Dans ce contexte, l’opposition se doit de réinventer sa communication politique. Elle gagnerait à exploiter les dynamiques du numérique pour relayer ses combats, expliquer ses positions, et retisser un lien de confiance avec les citoyens.
7 – Une crise structurelle avant d’être procédurale
La crise actuelle de l’opposition dépasse les contraintes techniques ou procédurales. Elle est d’abord structurelle, culturelle et stratégique. Elle tient à l’absence de vision commune, au manque de courage collectif et à l’incapacité de dépasser les logiques partisanes. Les citoyens attendent une opposition agissante, non de simples porte-voix institutionnels.
Trois scénarios peuvent se dessiner :
• Une montée en tension politique par le biais d’une motion de censure portée par un front élargi, comme l’a évoqué l’USFP en mars 2024.
• Une réforme de la Constitution, notamment de l’article 67, pour faciliter la mise en place de commissions d’enquête.
• Le maintien du statu quo, synonyme d’un fossé démocratique toujours plus profond entre institutions et citoyens.
8 – Pour une opposition efficace : les jalons d’une feuille de route
Pour retrouver sa légitimité, l’opposition doit s’engager dans une démarche proactive et concertée :
• Rédiger une déclaration commune d’engagements inter partisans, comme celle en cours d’élaboration à l’issue du débat organisé par HEM Casablanca avec les chefs des partis de l’opposition.

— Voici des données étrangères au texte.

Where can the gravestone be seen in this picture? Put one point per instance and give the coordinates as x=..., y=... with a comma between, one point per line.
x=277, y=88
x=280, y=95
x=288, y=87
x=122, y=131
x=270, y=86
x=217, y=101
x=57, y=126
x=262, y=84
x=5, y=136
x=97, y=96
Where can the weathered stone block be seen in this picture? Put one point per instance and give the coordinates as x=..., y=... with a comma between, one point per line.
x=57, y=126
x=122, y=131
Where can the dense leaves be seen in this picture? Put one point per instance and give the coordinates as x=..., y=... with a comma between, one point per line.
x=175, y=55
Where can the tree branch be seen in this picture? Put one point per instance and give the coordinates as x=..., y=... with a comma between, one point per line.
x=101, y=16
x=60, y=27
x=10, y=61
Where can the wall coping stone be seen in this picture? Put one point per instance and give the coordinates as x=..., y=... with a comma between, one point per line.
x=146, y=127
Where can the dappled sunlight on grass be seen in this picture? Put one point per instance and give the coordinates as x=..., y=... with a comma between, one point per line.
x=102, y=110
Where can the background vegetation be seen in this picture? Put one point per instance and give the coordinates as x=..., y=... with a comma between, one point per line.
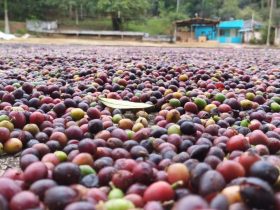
x=152, y=16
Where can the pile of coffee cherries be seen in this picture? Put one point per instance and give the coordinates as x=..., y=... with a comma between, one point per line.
x=211, y=140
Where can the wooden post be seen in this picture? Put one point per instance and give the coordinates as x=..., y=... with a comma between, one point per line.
x=7, y=25
x=269, y=23
x=175, y=33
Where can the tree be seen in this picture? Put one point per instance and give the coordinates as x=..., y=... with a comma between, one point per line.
x=123, y=10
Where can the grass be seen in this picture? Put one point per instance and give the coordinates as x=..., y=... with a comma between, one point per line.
x=89, y=24
x=153, y=26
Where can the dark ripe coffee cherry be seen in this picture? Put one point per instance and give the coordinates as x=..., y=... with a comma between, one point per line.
x=66, y=173
x=59, y=197
x=188, y=128
x=95, y=125
x=265, y=170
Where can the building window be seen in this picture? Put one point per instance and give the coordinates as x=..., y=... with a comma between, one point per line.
x=233, y=32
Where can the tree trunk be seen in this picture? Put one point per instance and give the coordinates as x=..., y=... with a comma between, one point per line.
x=7, y=25
x=116, y=22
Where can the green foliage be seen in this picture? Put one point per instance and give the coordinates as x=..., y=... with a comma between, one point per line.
x=154, y=16
x=153, y=26
x=124, y=8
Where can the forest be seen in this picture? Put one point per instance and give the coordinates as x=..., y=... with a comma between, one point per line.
x=128, y=14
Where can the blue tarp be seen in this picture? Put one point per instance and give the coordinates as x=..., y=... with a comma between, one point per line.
x=231, y=24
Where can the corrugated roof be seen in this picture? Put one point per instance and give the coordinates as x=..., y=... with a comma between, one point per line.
x=198, y=20
x=231, y=24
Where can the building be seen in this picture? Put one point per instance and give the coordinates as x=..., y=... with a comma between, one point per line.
x=229, y=31
x=251, y=31
x=195, y=29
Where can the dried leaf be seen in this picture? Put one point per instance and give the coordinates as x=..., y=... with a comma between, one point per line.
x=120, y=104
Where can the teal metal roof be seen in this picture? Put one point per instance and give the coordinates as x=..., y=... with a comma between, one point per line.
x=231, y=24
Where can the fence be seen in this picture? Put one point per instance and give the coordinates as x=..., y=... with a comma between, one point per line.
x=37, y=25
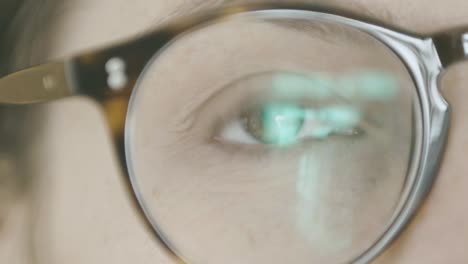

• Mettre en place des commissions d’experts internes pour formuler des propositions concrètes et réalistes.
• Organiser des forums citoyens à l’échelle régionale afin d’identifier les priorités politiques en lien avec les attentes du terrain.
• Déployer une stratégie numérique ambitieuse, avec des contenus clairs, engageants, pédagogiques et en temps réel.
9 – Une épreuve éthique autant que politique
L’opposition marocaine est aujourd’hui face à un moment de vérité : assumer son rôle ou s’enfermer dans une inertie coupable. La motion de censure, désormais à portée de main, représente bien plus qu’un simple outil de contestation : elle peut devenir le catalyseur d’un sursaut démocratique nécessaire.
Comme l’a si justement formulé Driss Lachguar : « Une opposition sincère ne redoute pas l’échec, elle redoute le silence. » Cette parole remet au cœur du débat la notion de devoir démocratique : la motion de censure n’est pas une arme de destruction, mais un instrument de clarification, un test de cohésion pour la majorité, et une opportunité de réhabiliter le débat politique.
L’opposition dispose aujourd’hui d’une chance historique de redevenir une force d’alternance crédible. Il lui revient de dépasser les querelles d’appareil, de saisir la dynamique portée par l’USFP et de faire enfin entendre la voix que la Constitution lui reconnaît.
Par Mohamed Assouali
Membre de la commission nationale d’arbitrage et d’éthique de l’USFP.